The Constitution does not agree with you here. It says "high crimes and misdemeanors", period.
Article II, Section 4:
"The President, Vice President and all civil Officers of the United States, shall be removed from Office on Impeachment for, and Conviction of, Treason, Bribery, or other high Crimes and Misdemeanors."
High crimes and misdemeanors is a term of art in the 18th century which has lost meaning today. It meant actions not becoming your office. It basically gives Congress leeway to impeach the president for any behavior that departs from the norm.
Under US law the legal definition of bribery includes soliciting getting something of value for an official act:
Bribery
We have gone over this here several times, but you seem to miss the distinction. I will try to be succinct.

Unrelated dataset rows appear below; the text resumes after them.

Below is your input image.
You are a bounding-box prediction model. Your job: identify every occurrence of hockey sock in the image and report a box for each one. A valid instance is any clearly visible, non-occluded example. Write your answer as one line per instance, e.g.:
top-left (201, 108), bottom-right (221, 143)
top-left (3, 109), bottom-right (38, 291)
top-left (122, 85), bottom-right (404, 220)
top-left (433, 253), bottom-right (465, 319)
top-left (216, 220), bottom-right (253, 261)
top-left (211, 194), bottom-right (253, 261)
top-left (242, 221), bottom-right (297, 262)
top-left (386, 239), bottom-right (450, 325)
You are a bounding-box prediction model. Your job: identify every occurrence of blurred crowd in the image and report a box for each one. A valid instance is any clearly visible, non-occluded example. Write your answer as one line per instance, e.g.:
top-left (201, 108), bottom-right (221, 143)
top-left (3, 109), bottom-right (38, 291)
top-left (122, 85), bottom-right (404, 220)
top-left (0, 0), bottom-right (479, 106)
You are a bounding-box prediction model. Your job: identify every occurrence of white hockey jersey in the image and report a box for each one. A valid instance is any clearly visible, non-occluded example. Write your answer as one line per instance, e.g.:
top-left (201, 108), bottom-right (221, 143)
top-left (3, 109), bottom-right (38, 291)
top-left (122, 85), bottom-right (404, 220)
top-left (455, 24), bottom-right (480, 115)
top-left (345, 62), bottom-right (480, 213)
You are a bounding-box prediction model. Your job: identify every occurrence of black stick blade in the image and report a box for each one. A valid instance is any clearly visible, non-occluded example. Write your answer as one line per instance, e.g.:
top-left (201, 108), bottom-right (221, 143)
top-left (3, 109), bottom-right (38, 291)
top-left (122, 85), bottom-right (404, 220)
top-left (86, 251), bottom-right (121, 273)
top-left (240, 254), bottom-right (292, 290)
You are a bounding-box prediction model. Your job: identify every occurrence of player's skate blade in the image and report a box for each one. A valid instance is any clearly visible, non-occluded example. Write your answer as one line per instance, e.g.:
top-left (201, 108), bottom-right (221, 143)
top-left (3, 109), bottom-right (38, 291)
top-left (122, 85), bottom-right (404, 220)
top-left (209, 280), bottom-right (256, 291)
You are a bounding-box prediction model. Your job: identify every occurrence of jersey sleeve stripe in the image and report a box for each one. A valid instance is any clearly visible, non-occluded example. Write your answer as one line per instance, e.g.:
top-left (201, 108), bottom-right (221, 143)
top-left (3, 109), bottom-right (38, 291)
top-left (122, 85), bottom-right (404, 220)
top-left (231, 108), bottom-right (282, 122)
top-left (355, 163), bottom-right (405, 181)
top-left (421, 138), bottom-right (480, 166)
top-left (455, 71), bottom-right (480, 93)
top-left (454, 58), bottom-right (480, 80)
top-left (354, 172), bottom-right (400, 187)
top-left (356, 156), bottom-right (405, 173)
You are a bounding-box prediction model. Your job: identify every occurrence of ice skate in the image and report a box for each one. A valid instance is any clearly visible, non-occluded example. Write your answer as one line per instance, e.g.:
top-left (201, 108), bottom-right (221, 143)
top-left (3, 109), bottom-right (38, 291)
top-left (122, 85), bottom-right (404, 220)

When Joe Biden led the delegation to the Ukraine to pressure the Ukrainian government to remove prosecutor Viktor Shokin, it was because Shokin was NOT investigating corruption in the Ukraine, including the gas company Hunter Biden was working for Burisma Holdings. Since his removal, Burisma and its president has been investigated for failure to pay taxes and questionable practices getting contracts. All of the instances of contract irregularities happened before Hunter Biden was involved with the company. Hunter Biden had no connection to any of the tax irregularities. There are many stories from many sources laying out the facts including this story:
What really happened when Biden forced out Ukraine's top prosecutor
As has been mentioned above, what Joe Biden did was done completely in the open and many Republican law makers applauded it at the time, as did American allies.
What Trump did was withhold aid authorized by Congress and asked the Ukraine to do a
personal favor to him in exchange for carrying out the duty he was obligated to do by law. There is ample evidence that the hoops the Trump administration jumped through to hold up the aid were so extreme two civil servants who would normally be handling this sort of thing resigned over it citing they were being asked to break the law. There are witnesses to the July 25th phone call who have testified that they were very concerned about Trump's behavior on the phone call.
In short Trump asked the Ukraine to do him a favor that would benefit him personally (announce they were going to investigate his political opponent) in exchange for his legal duty to deliver aid authorized by Congress. His administration went to extremes to hold up that aid illegally.
In the theory of an absolute monarch, the monarch and the state are the same thing. What the monarch wants is what the state wants and there is no distinction. This was common in the 18th century, but the US Constitution was specifically constructed to separate the individual serving as head of state from the country itself. The head of state under US law is obligated to serve the needs of the whole. There is a lot of leeway in this and most presidents have skated the line, but at the end of the day no president has tried to be an absolute monarch anything close to what Trump has tried.
There is no evidence that the Obama administration, or any other, has tied foreign aid to
personal gain anything like Donald Trump did. There are many times foreign policy has been done in such ways to try and help the party in power. IMO, this is not good, but it's in the gray zone legally. By asking a foreign power to do something to help him directly in an election, he both solicited a bribe and asked a foreign power to interfere in a US election, which is another crime.
The laws on what constitutes domestic meddling in US elections have loopholes exploited by many, but the foreign interference part of US election law is pretty clear.
Your arguments about this boil down to conservative media what aboutism that completely contradicts or warps both the facts and the law.
Previous presidents have committed impeachable offenses and got away with it. But we are dealing with the crimes of the current president and the case laid out thus far is very clear if you understand the law at all. The few legal experts who disagree with Trump's guilt have excessively weak arguments for their position.
There is a saying among lawyers that
If you have the law on your side pound the law
If you have the facts on your side, pound the facts
If you have neither, pound the table
The Republican/conservative media talking points amount to a lot of table pounding. The rest of the legal world has been touting both facts and laws. The job of conservative media is to sow some doubt and provide some wiggle room for the Republicans, but every time they try a new tactic, facts prove them fools.